Statistics Mauritius estime que le taux de croissance pour cette année s’élèverait à 3,2% au lieu de 3,3% comme annoncé dans son rapport publié en juin dernier. Ce changement de prévision est dû à l’anticipation de performances inférieures dans certains secteurs, notamment les services financiers, les nouvelles technologies de l’information et de la communication, le commerce et le sucre alors que celui de la construction va se contracter encore plus.

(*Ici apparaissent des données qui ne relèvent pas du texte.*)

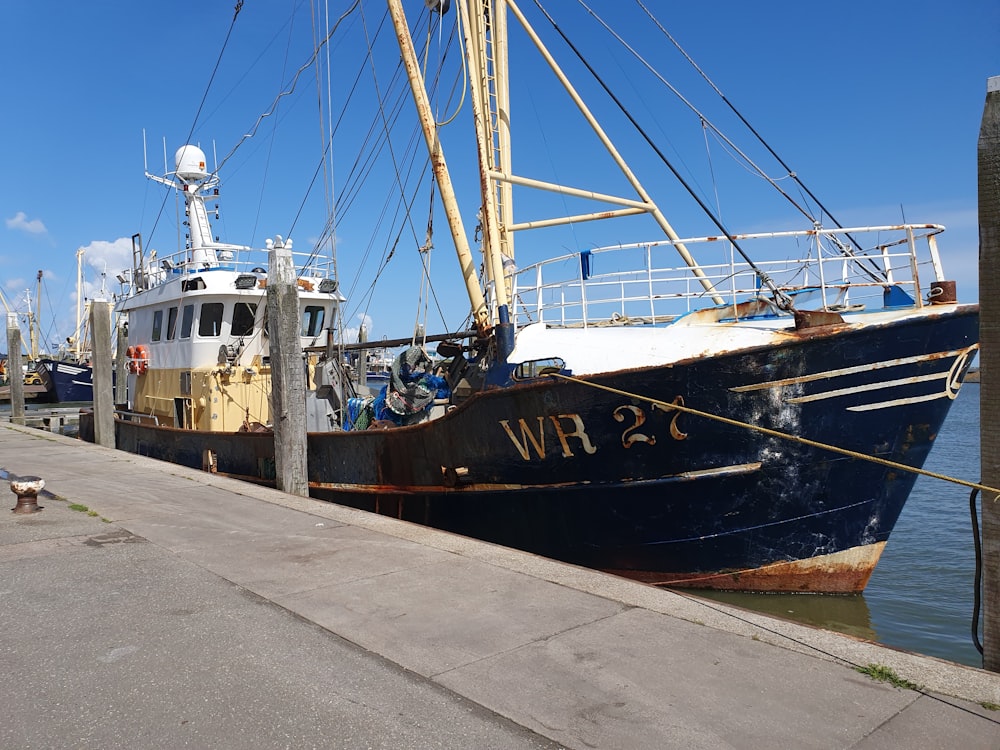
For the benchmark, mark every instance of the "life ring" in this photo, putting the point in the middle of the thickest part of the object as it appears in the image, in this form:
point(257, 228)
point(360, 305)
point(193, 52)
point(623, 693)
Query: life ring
point(138, 359)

Sur la base des données provenant des secteurs-clés de l’économie, Statistics Mauritius a eu à revoir légèrement à la baisse l’estimation du taux de croissance pour 2013, la ramenant à 3,2%, cela en tenant compte des modifications suivantes dans les indications sectorielles données en juin dernier : a) le secteur va enregistrer une croissance de 2% au lieu de 3,2% en raison d’une production réduite : 420 000 tonnes au lieu de 425 000 tonnes ; b) le secteur manufacturier va faire mieux que prévu avec un taux de 2,7% contre 2,1% estimé précédemment ; cela découle, selon Statistics Mauritius, d’une performance améliorée (5,5% au lieu de 2 %) des entreprises manufacturières tournées vers le marché domestique quoique mitigée par une « lower performance » du secteur agro-industriel ; c) un repli encore plus profond (-9,4% contre -7,7%) du secteur de la construction, lequel effondrement est expliqué « by delays in some major private construction projects partly offset by increase in public sector investment » ; d) une croissance de 3,5% et non 3,8% dans le secteur commercial, ce sur la base de données disponibles concernant les importations du premier semestre 2013 ; e) une croissance de 7,7% (au lieu de 8,2%) dans le secteur des TIC et, f) un taux de 5,3% (en dessous des 5,5% annoncés précédemment) pour le secteur des services financiers du fait d’un « lower than expected performance » du secteur bancaire dans le courant du premier semestre 2013.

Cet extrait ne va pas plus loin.